Still, fire and storms are in vogue among tech. Just look at Anduril, Palmer Luckey’s defense company—and also the name of the sword wielded by Lord of the Rings character Aragorn—or Palantir, the Peter Thiel-founded tech firm that takes its name from surveillance orbs popular in the same Tolkien lore. The naming starts to get meta when you look at Palantir’s product names, like Gotham, its intelligence product designed for the Department of Defense, U.S. intelligence agencies and other allied military forces, which also happens to be the name of the city Batman inhabits.

But the reason that those mythological figures appear more often is because they offer the products linked to them a credibility that they’d otherwise not get. “Classical, mythological, or historical names tend to sound and feel powerful—often being associated with mighty empires or omnipotent gods,” says Runberg.

Also importantly for a young, disruptive industry like tech, “they’re old,” adds Runberg. “They have a feeling of legacy, which can give your brand a sense of authority or reliability, as if it has been around for a long time. It’s sort of borrowing the credibility from a word or name that has existed for hundreds or thousands of years.”

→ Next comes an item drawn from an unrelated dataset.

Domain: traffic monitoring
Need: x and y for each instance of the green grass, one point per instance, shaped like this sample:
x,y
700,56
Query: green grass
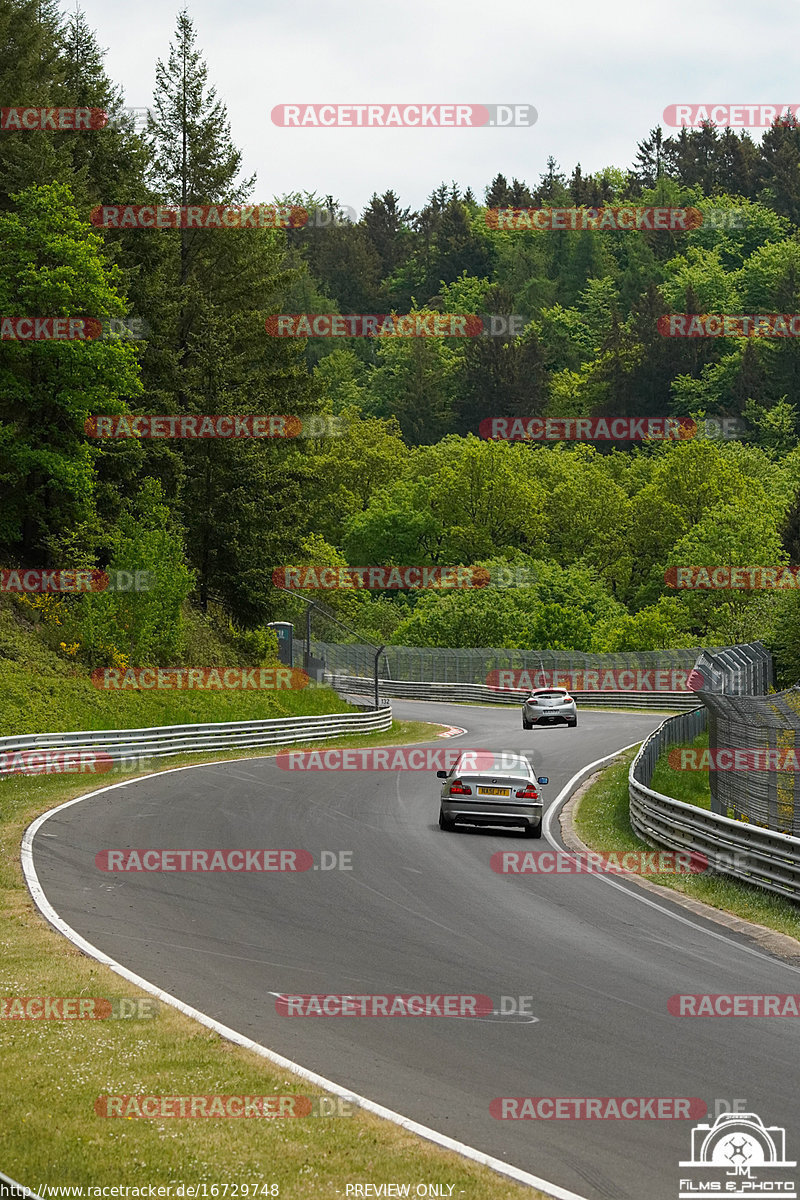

However, just because they’re old doesn’t mean they’re good for tech today. “They’re not great names,” admits Placek. Good names help process fluency for the reader, the branding expert says, or has things in it that are familiar to you. One of Placek’s best-known non-tech names is Febreze, a new coinage that evokes a little bit of fabric and the breeziness of hanging your laundry out to dry within it.

Yet Placek also dabbles with tech names. One of his most recent jobs was to help come up with a new name for an AI product previously called Codeium. His solution? Windsurf, the firm initially due to be bought by OpenAI, whose CEO was then acquired by Google when that deal fell through, with the rest of the company heading to competitors Cognition.